Re: [ceph-users] Removing MDS

2018-11-02 Thread Rhian Resnick
Morning our backup of the metadata is 75% done (rados cppool as the metadata 
export fails by using up all server memory). Before we start working on fixing 
our metadata we wanted our projected procedure to be reviewed.


Does the following sequence look correct for our environment?


  1.  rados cppool cephfs_metadata cephfs_metadata.bk
  2.  cephfs-journal-tool event recover_dentries summary --rank=0
  3.  cephfs-journal-tool event recover_dentries summary --rank=1
  4.  cephfs-journal-tool event recover_dentries summary --rank=2
  5.  cephfs-journal-tool event recover_dentries summary --rank=3
  6.  cephfs-journal-tool event recover_dentries summary --rank=4
  7.  cephfs-journal-tool journal reset --rank=0
  8.  cephfs-journal-tool journal reset --rank=1
  9.  cephfs-journal-tool journal reset --rank=2
  10. cephfs-journal-tool journal reset --rank=3
  11. cephfs-journal-tool journal reset --rank=4
  12. cephfs-table-tool all reset session
  13. Start metadata servers
  14. Scrub mds:
 *   ceph daemon mds.{hostname} scrub_path / recursive
 *   ceph daemon mds.{hostname} scrub_path / force
  15.





Rhian Resnick

Associate Director Research Computing

Enterprise Systems

Office of Information Technology


Florida Atlantic University

777 Glades Road, CM22, Rm 173B

Boca Raton, FL 33431

Phone 561.297.2647

Fax 561.297.0222

 [image] 



From: Rhian Resnick
Sent: Thursday, November 1, 2018 10:32 AM
To: Patrick Donnelly
Cc: Ceph Users
Subject: Re: [ceph-users] Removing MDS


Morning all,


This has been a rough couple days. We thought we had resolved all our 
performance issues by moving the ceph metadata to some high intensity write 
disks from Intel but what we didn't notice was that Ceph labeled them as HDD's 
(thanks dell raid controller).


We believe this caused read lock errors and resulted in the journal increasing 
from 700MB to 1 TB in 2 hours. (Basically over lunch) We tried to migrate and 
then stop everything before the OSD's reached full status but failed.

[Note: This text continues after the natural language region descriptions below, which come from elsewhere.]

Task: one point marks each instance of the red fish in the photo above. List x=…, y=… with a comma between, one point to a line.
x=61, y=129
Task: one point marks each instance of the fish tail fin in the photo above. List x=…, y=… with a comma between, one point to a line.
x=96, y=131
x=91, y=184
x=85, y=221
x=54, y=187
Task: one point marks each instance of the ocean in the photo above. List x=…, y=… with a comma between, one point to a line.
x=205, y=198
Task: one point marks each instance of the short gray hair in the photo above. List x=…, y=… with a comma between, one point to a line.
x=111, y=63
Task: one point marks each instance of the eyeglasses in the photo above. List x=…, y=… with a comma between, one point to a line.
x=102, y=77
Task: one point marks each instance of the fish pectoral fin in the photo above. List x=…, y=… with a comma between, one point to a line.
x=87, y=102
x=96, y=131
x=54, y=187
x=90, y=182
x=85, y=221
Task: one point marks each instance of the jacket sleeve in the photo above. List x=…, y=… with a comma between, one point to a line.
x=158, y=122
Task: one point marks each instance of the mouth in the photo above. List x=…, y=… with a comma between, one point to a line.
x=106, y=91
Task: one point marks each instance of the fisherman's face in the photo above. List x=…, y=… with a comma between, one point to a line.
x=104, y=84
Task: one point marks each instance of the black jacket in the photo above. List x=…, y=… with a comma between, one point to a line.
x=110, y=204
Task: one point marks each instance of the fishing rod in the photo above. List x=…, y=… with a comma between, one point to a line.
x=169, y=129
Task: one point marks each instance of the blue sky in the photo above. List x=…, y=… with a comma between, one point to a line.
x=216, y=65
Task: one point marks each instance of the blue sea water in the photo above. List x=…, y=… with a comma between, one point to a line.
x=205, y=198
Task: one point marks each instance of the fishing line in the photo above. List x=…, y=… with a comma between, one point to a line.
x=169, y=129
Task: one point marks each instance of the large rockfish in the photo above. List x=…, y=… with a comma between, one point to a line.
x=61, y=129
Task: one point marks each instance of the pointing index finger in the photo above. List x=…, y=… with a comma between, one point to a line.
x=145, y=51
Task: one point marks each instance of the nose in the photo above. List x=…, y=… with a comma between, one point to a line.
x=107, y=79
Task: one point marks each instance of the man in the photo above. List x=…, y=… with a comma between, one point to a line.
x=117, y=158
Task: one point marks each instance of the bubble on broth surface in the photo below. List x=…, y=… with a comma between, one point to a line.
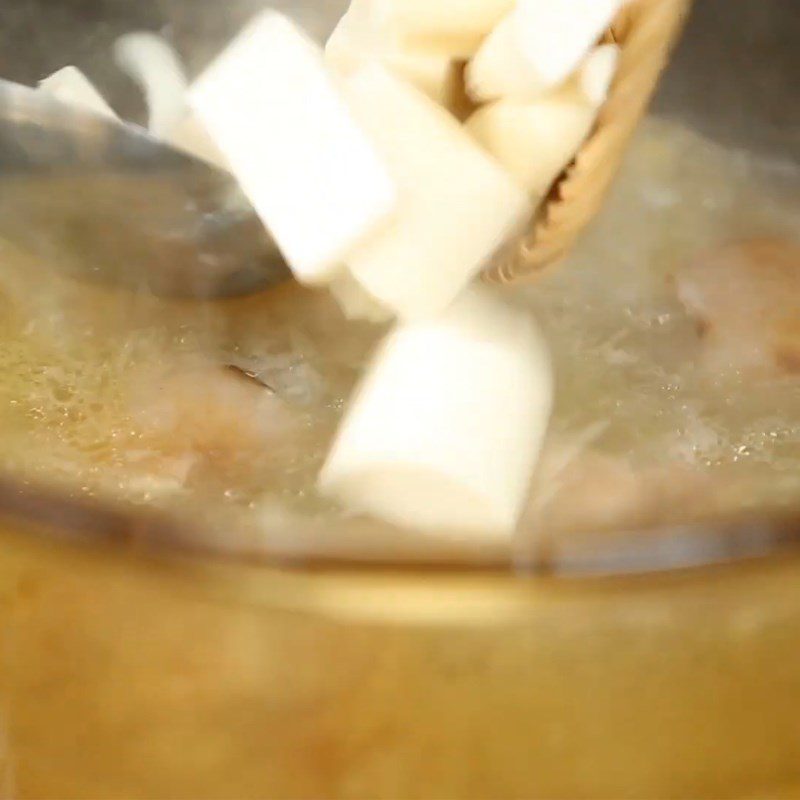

Over the last 12 hours the data has been migrated from the SDD's back to 
spinning disks but the MDS servers are now reporting that two ranks are damaged.


We are running a backup of the metadata pool but wanted to know what the list 
thinks the next steps should be. I have attached the error's we see in the logs 
as well as our OSD Tree, ceph.conf (comments removed), and ceph fs dump.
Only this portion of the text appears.